In hindsight, some Denko shareholders may wish they had held on to their shares a little longer rather than selling them off, or accepting Foo’s revised takeover offer of 60 sen a share in February last year. By then, his wholly-owned Oregon Technology Sdn Bhd already controlled more than 52% of the company.
Those familiar with the company would remember the subsequent reverse takeover of sorts in October last year, which saw Denko acquiring larger rival Integrated Manufacturing Solutions Sdn Bhd (IMS) for RM1.19 billion, satisfied via the issuance of 1.03 billion new shares in Denko at RM1.15 each. The purchase price for the related-party transaction was 8.9 times Denko’s market value of RM133.72 million at the time.
With IMS, the enlarged Denko became a top three electronic manufacturing services (EMS) player on Bursa Malaysia, along with SKP Resources and VS Industry Bhd. IMS’ clients include a global household appliance maker — another reason that stoked investors’ interest.
By mid-January this year, Denko shares reached as high as RM2 apiece intra-day and remained near RM1.80 at the time of writing, giving the company a market capitalisation of just over RM2 billion. During the evaluation period of June 30, 2015, to June 29, 2018, alone, its shares gained more than 450% to RM1.43, which translates into a three-year compound annual growth rate (CAGR) of 76.52% — the highest total return among The Edge-BRC member companies in the industrial products and services sector.
At the time of writing, two research houses had a “buy” recommendation on ATA IMS with a target price of RM2 while a third house had a “hold”, with the fair value at RM1.83. It remains to be seen if the company can indeed beat its highest close to date of RM1.95 on Jan 18.
To recap, Foo, 56, was appointed executive chairman and executive director of Denko in March last year, before its name was changed to ATA IMS in July this year.
In the red just two years ago, ATA IMS is now looking to chart record-breaking top and bottom-line figures for the financial year ending March 31, 2019 (FY2019), on a surge of box-built orders from existing customers. Acquiring IMS — a company co-owned by Foo and CEO Datuk Fong Chiu Wan — provided the EMS player a swift boost in earnings as it was able to tap the former’s key customer.

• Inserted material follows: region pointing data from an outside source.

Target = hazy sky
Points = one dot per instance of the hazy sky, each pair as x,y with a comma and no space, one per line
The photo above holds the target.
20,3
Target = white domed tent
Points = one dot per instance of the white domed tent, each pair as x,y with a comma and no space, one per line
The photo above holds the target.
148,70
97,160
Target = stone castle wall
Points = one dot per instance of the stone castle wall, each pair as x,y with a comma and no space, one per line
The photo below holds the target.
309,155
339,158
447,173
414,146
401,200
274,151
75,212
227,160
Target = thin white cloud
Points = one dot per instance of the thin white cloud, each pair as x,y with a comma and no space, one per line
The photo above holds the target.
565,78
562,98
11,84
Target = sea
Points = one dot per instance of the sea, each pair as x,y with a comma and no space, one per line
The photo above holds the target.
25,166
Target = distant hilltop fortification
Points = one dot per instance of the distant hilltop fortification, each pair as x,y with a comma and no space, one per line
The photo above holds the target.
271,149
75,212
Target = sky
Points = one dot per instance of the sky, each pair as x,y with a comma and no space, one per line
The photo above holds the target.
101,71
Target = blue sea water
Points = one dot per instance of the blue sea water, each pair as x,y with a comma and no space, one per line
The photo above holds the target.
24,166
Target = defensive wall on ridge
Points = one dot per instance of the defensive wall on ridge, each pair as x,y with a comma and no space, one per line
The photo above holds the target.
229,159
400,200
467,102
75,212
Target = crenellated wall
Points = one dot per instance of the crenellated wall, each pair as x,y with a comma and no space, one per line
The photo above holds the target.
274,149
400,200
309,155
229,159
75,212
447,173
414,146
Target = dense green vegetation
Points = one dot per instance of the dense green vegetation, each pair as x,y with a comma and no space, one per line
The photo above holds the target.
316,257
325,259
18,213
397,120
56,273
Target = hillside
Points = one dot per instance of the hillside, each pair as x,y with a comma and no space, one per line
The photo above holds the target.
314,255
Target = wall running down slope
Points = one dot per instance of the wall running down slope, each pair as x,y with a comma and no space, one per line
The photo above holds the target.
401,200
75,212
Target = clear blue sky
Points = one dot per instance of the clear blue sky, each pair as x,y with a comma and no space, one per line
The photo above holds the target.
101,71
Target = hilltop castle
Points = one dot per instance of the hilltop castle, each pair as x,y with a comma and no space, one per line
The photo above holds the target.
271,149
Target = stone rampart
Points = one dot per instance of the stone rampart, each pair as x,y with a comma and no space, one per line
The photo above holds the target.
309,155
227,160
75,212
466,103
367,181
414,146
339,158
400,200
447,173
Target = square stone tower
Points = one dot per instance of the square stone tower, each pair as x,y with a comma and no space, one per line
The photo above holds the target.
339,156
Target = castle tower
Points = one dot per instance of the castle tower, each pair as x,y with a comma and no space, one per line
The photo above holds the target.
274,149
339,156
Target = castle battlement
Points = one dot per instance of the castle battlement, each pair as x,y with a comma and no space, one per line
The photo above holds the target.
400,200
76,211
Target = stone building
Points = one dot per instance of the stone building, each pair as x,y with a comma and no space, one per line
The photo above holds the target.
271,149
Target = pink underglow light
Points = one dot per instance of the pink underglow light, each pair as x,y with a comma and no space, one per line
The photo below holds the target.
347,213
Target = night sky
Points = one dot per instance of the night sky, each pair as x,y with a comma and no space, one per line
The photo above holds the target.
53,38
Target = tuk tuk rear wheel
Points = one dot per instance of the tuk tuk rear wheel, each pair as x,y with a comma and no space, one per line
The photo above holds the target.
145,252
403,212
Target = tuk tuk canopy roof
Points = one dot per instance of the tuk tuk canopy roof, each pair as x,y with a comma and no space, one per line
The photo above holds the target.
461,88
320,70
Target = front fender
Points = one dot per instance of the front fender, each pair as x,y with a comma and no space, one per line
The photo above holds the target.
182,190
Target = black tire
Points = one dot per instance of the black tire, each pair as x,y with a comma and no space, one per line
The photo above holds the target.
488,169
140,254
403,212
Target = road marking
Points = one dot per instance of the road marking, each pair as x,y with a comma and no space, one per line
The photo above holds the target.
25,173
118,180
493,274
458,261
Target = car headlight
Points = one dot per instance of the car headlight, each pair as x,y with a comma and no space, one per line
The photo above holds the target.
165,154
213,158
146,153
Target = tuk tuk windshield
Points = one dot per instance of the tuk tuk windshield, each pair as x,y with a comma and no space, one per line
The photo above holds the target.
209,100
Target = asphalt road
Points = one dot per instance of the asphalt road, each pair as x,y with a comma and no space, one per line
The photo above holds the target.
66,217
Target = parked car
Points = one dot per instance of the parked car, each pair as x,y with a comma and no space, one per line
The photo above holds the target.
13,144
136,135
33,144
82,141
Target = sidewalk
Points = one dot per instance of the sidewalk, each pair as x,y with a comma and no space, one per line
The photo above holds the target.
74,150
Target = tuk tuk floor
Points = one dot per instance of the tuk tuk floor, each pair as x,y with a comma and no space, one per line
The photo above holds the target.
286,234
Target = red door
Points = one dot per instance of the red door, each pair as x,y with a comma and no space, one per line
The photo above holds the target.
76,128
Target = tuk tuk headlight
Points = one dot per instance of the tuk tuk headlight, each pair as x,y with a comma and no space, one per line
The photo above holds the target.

Prior to the completion of the acquisition in February, Denko posted a net loss of RM11.34 million in FY2017 on the back of RM101.6 million in revenue. For the full FY2018, Denko’s net profit grew 16.9% year on year to RM92.51 million while revenue increased 27.2% to RM2.31 billion. It is worth noting that ATA IMS intends to declare a maiden dividend in FY2019 and to pay out at least 35% of its profit.
To improve efficiency and quality through automation, it will allocate RM75 million to RM100 million in capital investment annually for machinery and equipment, to be funded through a combination of internal funds and bank borrowings.
“For FY2019, the growth momentum is still there, but at the same time, we have to look for something in FY2020. We are looking at other business opportunities to grow our revenue in case of any negative sentiment in the market,” Foo told The Edge Financial Daily in July.
Foo said ATA IMS will continue to expand and improve its production capabilities and operational efficiencies despite current economic challenges as it expects a higher volume of orders from existing customers. Interestingly, Foo described Denko’s share price performance as “very reflective”. “Compared with our peers, I think we are still in good shape. We are comfortable with our current share price,” he said.